I remember going home in time for Christmas dinner in shock, hardly able to comprehend this once seemingly indestructible man had just days left. I tried to be brave for everyone, not wanting to tell the kids, although I confided in Trish who had lost her beloved sister Catherine months earlier.

On New Year’s Eve he was well enough to chat for a while, sitting up in the bed, smiling and laughing, holding hands. My sister, Lorraine, and I stayed behind while everyone else left, and within minutes everything changed. He became aggressive and tried to get out of the bed and we struggled to stop him. A nurse responded to my urgent ringing of the bell and gave him an injection. In minutes he was calmer, then fell asleep.

I never did get to say that final goodbye, but he had been slipping away for some time. His mind had left us well before his body gave up, and that was the hardest part.

He never regained consciousness, and in the early hours of January 1, 2008, Patrick J Hickey died. I wasn’t there then, having been relieved by my brother John and his wife Ethna, not long before. Exhausted and numbed by dad’s death it fell to me to tell mum. The short journey to her house was the longest I’ve ever made, trying to formulate the words to tell her that her life partner, a guy she had known since her teens, was dead.

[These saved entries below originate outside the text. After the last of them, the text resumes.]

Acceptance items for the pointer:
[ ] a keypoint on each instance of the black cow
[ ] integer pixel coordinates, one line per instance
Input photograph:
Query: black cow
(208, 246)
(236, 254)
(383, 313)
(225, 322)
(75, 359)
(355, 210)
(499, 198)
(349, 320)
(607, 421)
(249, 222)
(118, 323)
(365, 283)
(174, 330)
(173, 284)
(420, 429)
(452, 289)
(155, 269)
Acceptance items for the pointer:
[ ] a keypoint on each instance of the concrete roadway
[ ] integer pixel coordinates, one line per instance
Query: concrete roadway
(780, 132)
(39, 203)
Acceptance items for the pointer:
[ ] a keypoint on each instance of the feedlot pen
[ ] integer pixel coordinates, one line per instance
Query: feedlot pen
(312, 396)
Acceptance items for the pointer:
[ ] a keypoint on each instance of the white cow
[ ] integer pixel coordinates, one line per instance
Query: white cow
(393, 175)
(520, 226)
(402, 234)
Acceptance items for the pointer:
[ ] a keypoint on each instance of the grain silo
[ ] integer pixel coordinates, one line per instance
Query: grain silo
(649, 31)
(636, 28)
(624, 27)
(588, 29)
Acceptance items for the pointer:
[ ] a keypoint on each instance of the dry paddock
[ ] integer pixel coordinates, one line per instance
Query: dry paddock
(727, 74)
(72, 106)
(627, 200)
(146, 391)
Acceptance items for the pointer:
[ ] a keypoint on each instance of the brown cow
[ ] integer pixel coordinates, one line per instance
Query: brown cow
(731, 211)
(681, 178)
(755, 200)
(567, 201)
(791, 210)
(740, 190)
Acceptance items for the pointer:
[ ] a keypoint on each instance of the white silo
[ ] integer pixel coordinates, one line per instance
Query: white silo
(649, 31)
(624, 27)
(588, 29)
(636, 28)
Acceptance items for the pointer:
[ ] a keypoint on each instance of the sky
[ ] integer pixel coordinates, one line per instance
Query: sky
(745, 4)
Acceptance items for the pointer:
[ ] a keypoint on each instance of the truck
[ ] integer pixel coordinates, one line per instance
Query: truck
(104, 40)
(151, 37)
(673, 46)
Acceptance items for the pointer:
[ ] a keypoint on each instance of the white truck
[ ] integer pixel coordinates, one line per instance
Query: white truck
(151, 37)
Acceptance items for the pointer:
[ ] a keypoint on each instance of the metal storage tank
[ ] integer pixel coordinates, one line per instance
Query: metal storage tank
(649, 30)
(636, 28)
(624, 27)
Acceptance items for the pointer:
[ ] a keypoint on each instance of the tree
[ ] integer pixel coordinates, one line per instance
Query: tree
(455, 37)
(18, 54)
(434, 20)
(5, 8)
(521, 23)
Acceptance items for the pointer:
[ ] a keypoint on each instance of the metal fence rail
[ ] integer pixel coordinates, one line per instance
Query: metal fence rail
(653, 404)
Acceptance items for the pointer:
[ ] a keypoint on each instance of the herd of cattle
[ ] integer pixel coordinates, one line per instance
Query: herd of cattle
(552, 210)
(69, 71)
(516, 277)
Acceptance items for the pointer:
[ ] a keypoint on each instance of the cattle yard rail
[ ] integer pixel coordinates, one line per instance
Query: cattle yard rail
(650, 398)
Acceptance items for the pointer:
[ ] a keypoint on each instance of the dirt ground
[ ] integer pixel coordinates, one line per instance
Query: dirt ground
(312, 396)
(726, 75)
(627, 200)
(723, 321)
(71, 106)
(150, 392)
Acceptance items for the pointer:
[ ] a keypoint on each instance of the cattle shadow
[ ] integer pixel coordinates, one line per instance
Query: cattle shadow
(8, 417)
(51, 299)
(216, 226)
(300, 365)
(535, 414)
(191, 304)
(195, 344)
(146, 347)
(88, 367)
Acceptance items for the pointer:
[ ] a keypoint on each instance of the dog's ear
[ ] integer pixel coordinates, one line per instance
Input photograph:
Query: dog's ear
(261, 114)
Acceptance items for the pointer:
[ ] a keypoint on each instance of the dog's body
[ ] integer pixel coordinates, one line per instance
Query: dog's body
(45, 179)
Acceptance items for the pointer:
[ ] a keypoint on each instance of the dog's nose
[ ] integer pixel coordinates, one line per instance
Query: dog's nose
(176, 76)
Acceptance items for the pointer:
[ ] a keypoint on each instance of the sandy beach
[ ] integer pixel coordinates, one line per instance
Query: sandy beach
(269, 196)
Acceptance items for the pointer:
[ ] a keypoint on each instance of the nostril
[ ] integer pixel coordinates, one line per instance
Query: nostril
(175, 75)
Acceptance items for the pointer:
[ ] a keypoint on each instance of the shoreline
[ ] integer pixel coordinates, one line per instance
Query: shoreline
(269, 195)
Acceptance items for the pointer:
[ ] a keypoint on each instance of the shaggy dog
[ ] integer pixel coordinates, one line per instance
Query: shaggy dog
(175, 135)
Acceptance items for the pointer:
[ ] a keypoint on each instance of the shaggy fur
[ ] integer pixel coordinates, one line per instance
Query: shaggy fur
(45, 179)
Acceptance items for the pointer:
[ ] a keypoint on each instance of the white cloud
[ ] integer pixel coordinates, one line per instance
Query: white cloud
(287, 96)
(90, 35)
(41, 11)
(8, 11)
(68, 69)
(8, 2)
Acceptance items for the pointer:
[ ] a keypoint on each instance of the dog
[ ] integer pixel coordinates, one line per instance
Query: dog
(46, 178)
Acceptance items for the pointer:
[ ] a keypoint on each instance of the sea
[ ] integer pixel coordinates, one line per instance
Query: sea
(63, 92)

Strange how knowing that death is imminent never seems to prepare your for the eventual passing. Dad’s steady decline over several years was hard to take. It still is now that I reflect on it. I will tell that story some day, but not now.

Every year mum places anniversary notices in the Irish Examiner and Evening Echo and I’ll be seeing her later so she can be with family and talk about him. She’s the matriarch of our growing clan now and is in good health. I pray she lives for many more years and we can enjoy her company.